The national government is eagerly awaiting the approval of guarantees from the World Bank and the Inter-American Development Bank (IDB). These guarantees, totaling US$2500 million, would be essential for the economic team led by Luis Caputo to obtain new loans from private banks and strengthen the country's reserves.
According to official plans, the World Bank's board will meet on Tuesday, June 16, to analyze the request submitted by Caputo in April during the IMF spring meetings. It is expected that they will approve guarantees of US$2000 million. The following day, Wednesday the 17th, the IDB will discuss a backing of US$500 million.
With this support from multilateral organizations, Argentina could refinance part of its debt under more favorable conditions. “This will allow us to refinance more expensive debt with cheaper debt, reducing the financial cost for all Argentines,” the Minister of Finance had stated after meeting with IDB officials in April.
In parallel, the Executive is negotiating an additional guarantee with CAF that could range between US$250 million and US$500 million, with approval expected on July 22.

The goal before July 9
The main immediate challenge is to cover debt maturities of US$4400 million that are due on July 9. The guarantees from the World Bank and the IDB would be key to accessing private loans and reinforcing the Treasury's reserves during this critical stage.
So far, the Treasury has managed to raise nearly US$3600 million through the placement of dollar bonds in the local market maturing in 2027 and 2028. However, part of those funds were allocated to payments to international organizations and the cancellation of letters, so the Treasury's dollar deposits at the Central Bank reached US$2917 million last Tuesday.

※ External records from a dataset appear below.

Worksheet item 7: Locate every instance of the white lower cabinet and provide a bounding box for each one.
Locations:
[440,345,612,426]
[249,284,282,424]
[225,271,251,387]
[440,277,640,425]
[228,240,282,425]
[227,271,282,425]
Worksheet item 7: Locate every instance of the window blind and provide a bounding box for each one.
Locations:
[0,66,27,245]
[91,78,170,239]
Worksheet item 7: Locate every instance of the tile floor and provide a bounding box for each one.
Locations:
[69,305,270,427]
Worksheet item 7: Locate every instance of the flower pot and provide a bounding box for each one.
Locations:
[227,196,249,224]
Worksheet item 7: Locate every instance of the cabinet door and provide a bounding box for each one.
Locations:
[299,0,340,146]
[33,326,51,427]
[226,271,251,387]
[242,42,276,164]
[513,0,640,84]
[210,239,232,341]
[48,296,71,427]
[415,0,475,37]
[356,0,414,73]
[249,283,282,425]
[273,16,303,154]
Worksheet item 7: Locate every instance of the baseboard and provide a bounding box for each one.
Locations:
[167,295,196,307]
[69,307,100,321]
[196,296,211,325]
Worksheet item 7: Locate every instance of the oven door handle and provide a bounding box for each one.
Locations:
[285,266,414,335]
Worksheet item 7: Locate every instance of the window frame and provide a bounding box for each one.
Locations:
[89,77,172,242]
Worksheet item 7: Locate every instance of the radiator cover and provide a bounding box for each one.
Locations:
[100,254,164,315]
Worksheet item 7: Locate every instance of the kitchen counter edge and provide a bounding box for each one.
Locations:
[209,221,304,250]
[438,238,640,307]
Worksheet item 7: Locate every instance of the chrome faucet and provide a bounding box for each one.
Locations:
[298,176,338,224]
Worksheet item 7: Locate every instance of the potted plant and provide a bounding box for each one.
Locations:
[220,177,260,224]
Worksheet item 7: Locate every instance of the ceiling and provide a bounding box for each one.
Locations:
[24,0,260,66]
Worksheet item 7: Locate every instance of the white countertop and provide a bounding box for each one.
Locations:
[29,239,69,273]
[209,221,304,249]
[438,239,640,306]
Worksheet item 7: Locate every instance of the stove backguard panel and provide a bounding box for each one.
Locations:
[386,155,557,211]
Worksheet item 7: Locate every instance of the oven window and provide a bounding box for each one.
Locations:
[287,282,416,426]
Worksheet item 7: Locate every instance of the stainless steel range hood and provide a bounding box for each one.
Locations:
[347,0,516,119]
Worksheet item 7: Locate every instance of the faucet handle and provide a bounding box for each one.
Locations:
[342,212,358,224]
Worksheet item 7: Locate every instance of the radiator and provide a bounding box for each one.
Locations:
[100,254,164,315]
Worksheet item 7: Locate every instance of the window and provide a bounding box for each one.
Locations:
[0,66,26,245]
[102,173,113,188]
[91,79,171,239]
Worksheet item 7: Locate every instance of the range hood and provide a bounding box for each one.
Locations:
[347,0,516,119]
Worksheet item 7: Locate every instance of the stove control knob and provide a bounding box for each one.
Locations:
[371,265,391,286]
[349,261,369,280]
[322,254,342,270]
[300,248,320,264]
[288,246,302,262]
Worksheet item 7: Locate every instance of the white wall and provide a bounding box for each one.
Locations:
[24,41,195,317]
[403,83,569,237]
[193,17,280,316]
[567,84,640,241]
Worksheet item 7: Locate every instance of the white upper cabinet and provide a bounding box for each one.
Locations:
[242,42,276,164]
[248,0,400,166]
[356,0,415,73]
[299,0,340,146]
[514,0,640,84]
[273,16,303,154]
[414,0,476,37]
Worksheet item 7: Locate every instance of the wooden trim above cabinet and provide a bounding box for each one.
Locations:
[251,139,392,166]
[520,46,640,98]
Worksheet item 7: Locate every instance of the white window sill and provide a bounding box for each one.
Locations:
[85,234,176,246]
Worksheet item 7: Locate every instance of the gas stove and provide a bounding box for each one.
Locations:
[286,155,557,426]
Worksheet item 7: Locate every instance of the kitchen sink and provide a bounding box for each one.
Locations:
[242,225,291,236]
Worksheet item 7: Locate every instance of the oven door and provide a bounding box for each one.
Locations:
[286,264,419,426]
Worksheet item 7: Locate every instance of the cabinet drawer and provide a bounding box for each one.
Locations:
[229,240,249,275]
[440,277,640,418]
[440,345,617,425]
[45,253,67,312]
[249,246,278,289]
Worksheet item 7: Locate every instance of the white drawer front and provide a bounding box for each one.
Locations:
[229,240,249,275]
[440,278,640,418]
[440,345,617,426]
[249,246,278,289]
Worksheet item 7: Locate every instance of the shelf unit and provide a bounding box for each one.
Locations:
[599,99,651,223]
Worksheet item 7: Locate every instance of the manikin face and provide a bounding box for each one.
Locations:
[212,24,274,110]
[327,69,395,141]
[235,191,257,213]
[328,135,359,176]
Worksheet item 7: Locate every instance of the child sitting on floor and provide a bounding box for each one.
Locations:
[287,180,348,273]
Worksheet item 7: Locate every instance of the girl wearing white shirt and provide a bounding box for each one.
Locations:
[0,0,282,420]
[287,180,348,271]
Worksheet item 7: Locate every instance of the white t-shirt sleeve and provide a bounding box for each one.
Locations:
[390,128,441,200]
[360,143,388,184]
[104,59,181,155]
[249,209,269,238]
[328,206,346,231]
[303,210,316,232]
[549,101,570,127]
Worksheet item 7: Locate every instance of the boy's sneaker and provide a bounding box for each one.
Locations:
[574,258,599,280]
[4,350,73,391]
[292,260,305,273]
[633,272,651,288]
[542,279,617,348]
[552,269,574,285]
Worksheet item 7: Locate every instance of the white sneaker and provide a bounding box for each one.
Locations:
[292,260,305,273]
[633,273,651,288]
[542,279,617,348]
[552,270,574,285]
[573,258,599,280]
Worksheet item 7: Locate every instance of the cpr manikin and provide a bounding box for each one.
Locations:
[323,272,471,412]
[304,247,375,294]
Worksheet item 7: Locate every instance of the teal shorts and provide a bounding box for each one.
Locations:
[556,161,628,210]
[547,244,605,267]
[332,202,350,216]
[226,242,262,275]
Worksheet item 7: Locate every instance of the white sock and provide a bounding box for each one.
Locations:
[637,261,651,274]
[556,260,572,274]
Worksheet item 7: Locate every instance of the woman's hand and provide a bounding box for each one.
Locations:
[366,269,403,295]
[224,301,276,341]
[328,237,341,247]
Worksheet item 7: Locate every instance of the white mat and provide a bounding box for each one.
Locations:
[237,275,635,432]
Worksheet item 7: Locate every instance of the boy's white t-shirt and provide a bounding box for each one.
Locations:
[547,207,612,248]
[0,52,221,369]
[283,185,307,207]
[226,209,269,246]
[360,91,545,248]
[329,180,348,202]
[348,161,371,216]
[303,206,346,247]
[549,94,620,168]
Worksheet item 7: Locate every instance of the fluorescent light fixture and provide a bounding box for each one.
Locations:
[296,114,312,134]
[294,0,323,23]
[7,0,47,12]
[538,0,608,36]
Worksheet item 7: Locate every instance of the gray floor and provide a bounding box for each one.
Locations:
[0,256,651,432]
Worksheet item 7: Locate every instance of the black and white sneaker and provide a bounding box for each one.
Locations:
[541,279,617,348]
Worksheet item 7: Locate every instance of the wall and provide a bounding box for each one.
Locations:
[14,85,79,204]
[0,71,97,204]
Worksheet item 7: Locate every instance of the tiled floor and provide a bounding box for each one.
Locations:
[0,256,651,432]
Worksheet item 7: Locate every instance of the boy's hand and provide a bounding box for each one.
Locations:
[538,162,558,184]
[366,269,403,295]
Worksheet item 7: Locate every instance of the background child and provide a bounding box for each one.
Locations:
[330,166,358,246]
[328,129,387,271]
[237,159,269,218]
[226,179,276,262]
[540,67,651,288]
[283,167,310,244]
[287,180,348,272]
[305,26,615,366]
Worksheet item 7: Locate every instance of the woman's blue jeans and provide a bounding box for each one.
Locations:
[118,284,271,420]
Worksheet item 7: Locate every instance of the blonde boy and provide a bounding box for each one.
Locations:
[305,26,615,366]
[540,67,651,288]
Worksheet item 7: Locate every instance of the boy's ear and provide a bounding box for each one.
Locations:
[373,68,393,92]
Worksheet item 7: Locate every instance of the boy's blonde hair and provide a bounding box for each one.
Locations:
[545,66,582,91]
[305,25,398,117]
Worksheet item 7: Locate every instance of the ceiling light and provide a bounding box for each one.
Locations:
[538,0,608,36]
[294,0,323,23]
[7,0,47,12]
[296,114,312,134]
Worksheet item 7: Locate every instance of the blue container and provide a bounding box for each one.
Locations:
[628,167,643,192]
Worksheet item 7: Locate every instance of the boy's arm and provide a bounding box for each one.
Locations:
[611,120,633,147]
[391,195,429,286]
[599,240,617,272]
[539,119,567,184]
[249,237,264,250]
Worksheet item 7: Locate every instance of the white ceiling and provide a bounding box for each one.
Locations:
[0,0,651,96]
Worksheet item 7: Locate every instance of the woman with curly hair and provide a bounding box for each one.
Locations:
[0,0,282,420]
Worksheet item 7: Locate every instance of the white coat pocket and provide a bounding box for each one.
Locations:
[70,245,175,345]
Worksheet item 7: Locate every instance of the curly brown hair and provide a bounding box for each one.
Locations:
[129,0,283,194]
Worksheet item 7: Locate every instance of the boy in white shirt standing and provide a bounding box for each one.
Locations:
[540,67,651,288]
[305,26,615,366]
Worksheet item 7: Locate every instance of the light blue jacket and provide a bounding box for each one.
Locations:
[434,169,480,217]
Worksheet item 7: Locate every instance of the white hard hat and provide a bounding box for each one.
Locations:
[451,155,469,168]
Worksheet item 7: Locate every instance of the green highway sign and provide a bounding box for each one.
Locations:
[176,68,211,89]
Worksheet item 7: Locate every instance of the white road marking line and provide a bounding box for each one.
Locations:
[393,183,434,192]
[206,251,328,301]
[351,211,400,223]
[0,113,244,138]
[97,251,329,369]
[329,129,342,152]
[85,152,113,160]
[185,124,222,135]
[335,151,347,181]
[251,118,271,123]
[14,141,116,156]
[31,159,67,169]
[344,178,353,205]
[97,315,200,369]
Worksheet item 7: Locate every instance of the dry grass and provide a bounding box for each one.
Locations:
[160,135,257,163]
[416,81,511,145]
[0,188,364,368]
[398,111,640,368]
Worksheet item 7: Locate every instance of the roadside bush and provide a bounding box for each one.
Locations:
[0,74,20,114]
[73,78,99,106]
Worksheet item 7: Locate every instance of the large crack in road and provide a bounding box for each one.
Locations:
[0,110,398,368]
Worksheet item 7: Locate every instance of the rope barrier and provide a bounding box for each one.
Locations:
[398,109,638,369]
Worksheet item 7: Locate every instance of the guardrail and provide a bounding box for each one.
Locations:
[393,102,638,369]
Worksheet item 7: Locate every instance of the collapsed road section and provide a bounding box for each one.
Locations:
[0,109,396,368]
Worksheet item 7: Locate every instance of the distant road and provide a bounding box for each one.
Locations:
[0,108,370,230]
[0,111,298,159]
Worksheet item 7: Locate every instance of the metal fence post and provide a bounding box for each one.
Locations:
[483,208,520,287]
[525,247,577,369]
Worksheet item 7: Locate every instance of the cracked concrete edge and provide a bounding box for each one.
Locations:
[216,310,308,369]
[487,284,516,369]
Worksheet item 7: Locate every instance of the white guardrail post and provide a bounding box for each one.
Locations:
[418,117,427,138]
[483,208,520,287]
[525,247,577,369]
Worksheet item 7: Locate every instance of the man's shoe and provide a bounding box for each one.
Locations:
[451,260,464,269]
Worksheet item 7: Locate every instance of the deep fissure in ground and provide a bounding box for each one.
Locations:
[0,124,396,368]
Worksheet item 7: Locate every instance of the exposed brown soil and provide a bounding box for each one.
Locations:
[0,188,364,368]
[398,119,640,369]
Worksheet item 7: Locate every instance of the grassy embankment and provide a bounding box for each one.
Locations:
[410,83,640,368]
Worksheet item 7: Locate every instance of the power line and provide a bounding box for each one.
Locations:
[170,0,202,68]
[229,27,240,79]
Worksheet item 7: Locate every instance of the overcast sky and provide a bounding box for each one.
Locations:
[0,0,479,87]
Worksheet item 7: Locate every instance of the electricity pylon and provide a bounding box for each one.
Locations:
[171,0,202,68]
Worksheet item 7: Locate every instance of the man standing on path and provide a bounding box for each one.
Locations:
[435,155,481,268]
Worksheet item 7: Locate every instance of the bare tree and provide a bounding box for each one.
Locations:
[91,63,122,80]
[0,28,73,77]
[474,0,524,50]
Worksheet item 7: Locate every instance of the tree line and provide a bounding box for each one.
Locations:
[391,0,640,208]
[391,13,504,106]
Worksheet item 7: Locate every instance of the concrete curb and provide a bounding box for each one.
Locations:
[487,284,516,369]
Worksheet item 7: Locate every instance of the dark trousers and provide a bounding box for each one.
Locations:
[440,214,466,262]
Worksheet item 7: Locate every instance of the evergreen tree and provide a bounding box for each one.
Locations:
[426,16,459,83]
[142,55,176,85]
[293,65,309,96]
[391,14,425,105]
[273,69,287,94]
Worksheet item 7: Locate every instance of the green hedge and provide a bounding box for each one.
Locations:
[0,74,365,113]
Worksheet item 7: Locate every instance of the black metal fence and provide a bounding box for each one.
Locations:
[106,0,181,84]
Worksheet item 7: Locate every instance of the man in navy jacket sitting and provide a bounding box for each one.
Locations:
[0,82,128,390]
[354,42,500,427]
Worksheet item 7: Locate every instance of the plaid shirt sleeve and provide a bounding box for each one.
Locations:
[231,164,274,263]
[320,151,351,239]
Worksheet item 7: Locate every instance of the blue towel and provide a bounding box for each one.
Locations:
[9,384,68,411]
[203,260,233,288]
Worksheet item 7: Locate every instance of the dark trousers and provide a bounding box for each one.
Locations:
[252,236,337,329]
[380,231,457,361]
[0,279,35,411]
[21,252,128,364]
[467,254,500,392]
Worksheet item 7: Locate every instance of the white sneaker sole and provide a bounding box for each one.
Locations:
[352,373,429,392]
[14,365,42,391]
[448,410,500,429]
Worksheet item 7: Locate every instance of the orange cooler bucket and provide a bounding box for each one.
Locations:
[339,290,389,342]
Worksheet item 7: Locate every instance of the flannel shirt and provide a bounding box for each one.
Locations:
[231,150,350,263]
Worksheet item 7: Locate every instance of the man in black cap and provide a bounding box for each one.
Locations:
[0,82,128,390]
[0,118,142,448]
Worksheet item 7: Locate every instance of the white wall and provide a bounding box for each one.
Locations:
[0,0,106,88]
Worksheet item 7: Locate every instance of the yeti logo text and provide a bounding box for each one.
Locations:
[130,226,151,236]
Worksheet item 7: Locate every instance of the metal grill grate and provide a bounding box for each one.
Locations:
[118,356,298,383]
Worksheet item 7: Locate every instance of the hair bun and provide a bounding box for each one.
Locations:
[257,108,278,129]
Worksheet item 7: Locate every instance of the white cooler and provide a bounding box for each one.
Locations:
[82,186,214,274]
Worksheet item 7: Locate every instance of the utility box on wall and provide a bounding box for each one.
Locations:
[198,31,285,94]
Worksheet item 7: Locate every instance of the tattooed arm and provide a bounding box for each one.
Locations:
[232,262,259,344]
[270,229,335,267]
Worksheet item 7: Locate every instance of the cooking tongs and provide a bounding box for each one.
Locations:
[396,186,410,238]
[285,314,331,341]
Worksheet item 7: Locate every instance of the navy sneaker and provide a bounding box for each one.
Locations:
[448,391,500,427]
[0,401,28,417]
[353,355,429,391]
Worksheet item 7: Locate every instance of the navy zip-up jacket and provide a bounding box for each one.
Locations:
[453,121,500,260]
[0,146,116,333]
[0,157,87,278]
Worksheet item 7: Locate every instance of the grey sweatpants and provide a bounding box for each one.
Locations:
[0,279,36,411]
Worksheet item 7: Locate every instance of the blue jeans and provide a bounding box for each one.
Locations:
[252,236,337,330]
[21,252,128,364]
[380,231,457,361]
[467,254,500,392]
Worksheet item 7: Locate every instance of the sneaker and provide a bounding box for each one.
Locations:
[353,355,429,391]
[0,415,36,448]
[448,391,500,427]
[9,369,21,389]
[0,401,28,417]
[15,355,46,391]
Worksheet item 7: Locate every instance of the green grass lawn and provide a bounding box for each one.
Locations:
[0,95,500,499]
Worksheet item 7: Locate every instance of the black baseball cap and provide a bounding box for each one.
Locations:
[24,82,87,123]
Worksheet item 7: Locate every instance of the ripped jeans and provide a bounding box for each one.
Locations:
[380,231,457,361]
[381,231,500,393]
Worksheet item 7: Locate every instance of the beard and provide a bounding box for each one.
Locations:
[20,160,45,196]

This Friday, another US$300 million will be added from a new bond placement. Thus, without additional outflows, dollar savings would exceed US$3200 million, covering about 72% of the July commitments. Analysts highlight that, although the July maturities do not represent an immediate risk, the real challenge will repeat in January with another US$4400 million.
The strategy of Javier Milei's government aims to lower financing costs and prepare the ground for a gradual return to the international credit market. If the multilateral guarantees are realized, it would open the door to operations with private entities that would allow for payments to be made without major tensions in public accounts.
According to consulting firms like LCG, time will again run strongly toward January, when it will be necessary to redefine how to meet similar commitments. For now, the approval of these guarantees appears as a key step in the economic roadmap of the Executive.
The entire scheme seeks to provide predictability and improve borrowing conditions, something that directly impacts the sustainability of public finances and investor confidence.